Billionaire Chinese real estate developer Wang Jianlin’s recent announcement that he would invest up to US$10 billion in a vast industrial township in the northern part of India may be a sign of what’s to come between Asia Pacific’s two major economies, according to JLL.
“We expect to see further Chinese investment into India’s real estate and infrastructure development,” says Darren Xia, JLL’s head of International Capital Group China. “Combine this with government support from Presidential Xi’s recent announcement of “One Belt One Road”, we expect to see further Chinese investment into India’s real estate and infrastructure development.”
“There is likely to be an inflow of at least $3 to 4 billion in investment from China into the Indian real estate market over the next three years,” says Shobhit Agarwal, Managing Director, Capital Markets, JLL India. “Chinese developers are keen to explore strategic partnerships and enter into joint ventures with Indian builders, and are particularly interested in large residential projects.”
“In fact, JLL is working with more than a handful of Chinese investors exploring India’s opportunities and undertaking due diligence research on their behalf,” says Xia.
China’s “One belt, one road” is a development strategy started by the Chinese government in 2013. It refers to the New Silk Road Economic Belt, which will link China with Europe through Central and Western Asia, and the 21st Century Maritime Silk Road, which will connect China with Southeast Asian countries, Africa and Europe.
Neither the belt nor the road follows any clear line geographically speaking; they serve more as a roadmap for how China wants to further integrate itself into the world economy and strengthen its influence in these regions.
In March 2014, Chinese Premier Li Keqiang called for accelerating the “One Belt One Road” initiative along with the Bangladesh-China-India-Myanmar Economic Corridor and the China-Pakistan Economic Corridor in his government work report presented to the annual meeting of the country’s legislature.
The initiative has already sparked a wave of outbound investment by Chinese businesses. According to statistics from China’s Ministry of Commerce, Chinese enterprises made direct investments in 49 countries that were closely related to the “Belt and Road” initiative, with investment values at $ 14.82 billion, up 18.2 percent year on year.

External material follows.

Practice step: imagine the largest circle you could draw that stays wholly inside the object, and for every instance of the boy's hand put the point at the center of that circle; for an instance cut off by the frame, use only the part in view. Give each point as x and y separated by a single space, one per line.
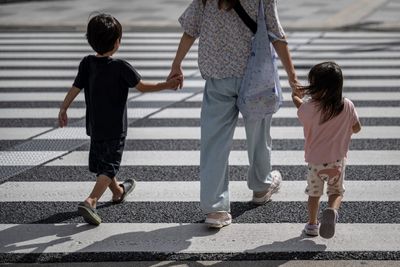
176 71
175 82
62 118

While opinions about China’s ambitious plan are divided, the initiative has the potential to bring about great economic gains for over 60 countries, home to at least 4 billion people, contributing about 40 percent of the world’s GDP.
For his part, Indian Prime Minister Narendra Modi has been promoting the ‘Make in India’ campaign. The government has been seeking to drum up investment as part of this effort. While differences exist between New Delhi and Beijing over their shared border, Modi is keen to attract Chinese financing and engineering prowess to help modernise India’s infrastructure and economy.
Since Modi became prime minister of India, the outlook towards India has turned positive. Funds and players across the world are looking more confidently at investing in India.
In fact, the World Bank in January projected that India will grow by a robust 7.8 percent in 2016, and 7.9 percent in the following two years. The World Bank also predicted that India would be the fastest- growing economy in the world in the next three years and will outpace China.
“From my most recent trip to India, we see many similarities of the development India is going through when compared to China over the past 20 years such as the rising middle class, urbanization and infrastructure development of Tier one cities,” says Xia. “Thus in Chinese developers and construction companies’ eyes, where they’ve just been through a similar cycle this means opportunity.”